The organization produces 900 to 1,000 monthly treatments, most of them bottled liquids that are packed in dry ice and sent overnight to clinics across the country. Any unpleasant odors are confined to an airtight production facility, where employees in white hazmat suits gingerly handle clear plastic bags filled with a mud-colored slurry.

The material comes from donors who earn $40 a pop and must pass intensive screenings and regular medical checkups. “It’s harder to become a stool donor than it is to get into M.I.T.,” said Carolyn Edelstein, who runs the organization.

In 2012, Ms. Edelstein created OpenBiome with Dr. Smith, now her fiancé, after her cousin contracted recurrent C. diff and, facing a six-month wait for the procedure, did it at home with a roommate’s stool.

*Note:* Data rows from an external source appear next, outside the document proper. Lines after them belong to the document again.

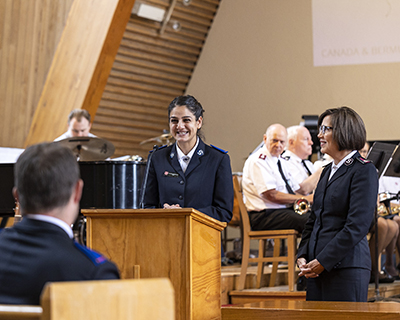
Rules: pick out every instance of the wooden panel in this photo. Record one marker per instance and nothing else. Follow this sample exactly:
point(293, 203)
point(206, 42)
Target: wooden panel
point(149, 71)
point(181, 244)
point(20, 312)
point(307, 310)
point(109, 299)
point(29, 33)
point(81, 64)
point(206, 270)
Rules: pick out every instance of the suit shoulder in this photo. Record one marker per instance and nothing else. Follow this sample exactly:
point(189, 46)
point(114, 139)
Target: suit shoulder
point(219, 149)
point(96, 258)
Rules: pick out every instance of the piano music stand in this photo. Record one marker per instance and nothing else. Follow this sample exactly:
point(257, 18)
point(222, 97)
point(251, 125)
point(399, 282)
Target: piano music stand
point(382, 155)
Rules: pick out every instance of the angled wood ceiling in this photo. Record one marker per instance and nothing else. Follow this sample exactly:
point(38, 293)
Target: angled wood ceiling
point(150, 70)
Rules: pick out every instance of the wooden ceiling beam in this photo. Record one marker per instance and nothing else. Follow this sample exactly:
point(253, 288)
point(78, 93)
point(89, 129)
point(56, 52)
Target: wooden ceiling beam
point(81, 64)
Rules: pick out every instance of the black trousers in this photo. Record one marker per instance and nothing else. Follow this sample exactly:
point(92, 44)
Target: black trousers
point(347, 284)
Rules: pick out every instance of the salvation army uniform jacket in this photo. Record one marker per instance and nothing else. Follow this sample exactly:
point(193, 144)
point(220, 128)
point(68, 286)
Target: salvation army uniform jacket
point(206, 185)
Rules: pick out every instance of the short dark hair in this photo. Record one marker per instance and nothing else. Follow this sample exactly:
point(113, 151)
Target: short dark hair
point(191, 103)
point(45, 175)
point(348, 128)
point(78, 114)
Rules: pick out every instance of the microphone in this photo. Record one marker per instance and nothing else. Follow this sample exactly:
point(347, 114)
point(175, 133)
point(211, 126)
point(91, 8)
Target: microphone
point(146, 176)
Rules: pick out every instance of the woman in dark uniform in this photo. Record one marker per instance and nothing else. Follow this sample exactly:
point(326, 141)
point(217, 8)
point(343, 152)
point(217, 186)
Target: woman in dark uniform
point(333, 253)
point(190, 173)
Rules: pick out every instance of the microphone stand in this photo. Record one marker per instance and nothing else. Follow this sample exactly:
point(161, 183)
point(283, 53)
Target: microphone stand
point(146, 176)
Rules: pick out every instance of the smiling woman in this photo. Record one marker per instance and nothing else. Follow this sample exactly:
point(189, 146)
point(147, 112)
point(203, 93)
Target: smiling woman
point(190, 173)
point(333, 253)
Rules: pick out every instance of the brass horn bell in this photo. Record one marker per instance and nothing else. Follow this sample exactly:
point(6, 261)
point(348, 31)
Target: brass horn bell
point(301, 206)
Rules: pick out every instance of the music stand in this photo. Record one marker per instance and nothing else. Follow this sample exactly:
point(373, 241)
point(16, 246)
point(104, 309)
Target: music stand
point(382, 155)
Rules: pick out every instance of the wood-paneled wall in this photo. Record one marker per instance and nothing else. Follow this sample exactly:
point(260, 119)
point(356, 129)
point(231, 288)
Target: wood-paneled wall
point(149, 71)
point(29, 34)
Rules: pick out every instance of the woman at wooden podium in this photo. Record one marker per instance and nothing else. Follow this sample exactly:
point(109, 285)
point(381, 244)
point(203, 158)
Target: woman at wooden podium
point(189, 173)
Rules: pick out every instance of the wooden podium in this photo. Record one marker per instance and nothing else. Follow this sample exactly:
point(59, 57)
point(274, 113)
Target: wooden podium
point(183, 245)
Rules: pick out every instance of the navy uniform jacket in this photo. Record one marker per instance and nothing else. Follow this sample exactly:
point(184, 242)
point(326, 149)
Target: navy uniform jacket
point(35, 252)
point(341, 216)
point(205, 186)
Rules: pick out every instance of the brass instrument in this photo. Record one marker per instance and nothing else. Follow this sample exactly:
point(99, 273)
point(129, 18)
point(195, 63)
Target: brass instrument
point(385, 206)
point(301, 206)
point(17, 213)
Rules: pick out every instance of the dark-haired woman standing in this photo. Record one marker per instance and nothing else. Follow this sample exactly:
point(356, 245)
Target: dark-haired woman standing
point(190, 173)
point(333, 252)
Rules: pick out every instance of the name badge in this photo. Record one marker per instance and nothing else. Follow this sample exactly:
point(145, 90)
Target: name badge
point(171, 174)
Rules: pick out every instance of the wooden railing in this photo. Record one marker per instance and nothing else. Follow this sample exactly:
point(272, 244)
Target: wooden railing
point(145, 299)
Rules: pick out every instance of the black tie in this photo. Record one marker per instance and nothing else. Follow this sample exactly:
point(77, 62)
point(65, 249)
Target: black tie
point(289, 189)
point(305, 166)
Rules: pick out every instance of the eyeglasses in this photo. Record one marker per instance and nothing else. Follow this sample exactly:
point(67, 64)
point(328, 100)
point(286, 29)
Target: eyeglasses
point(323, 129)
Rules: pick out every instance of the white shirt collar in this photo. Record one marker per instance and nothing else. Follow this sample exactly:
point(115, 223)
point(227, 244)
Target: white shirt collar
point(191, 152)
point(41, 217)
point(181, 155)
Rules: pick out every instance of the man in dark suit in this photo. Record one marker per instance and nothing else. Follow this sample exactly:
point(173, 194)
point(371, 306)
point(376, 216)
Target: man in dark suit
point(40, 248)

A few months later they started OpenBiome with seed money from a foundation and sent out six treatments that first year. “It’s been a wild ride,” Ms. Edelstein said as she showed off a room full of mammoth freezers that hold thousands of screened stool samples.

But OpenBiome and other stool banks are facing an uncertain future. Drug companies, which have been struggling to funnel patients into the clinical studies that are required for F.D.A. approval, would like federal officials to restrict the stool bank’s ability to distribute fecal matter in the hope that more patients will enroll in their trials.

The F.D.A. has ramped up oversight of OpenBiome’s production, leading to more rigorous testing and higher prices, which will double to $1,600 this month.

Patient advocates expect those prices to jump exponentially should the F.D.A. grant market exclusivity to one of the companies that are in the final stages of testing alternatives to raw stool transplants.”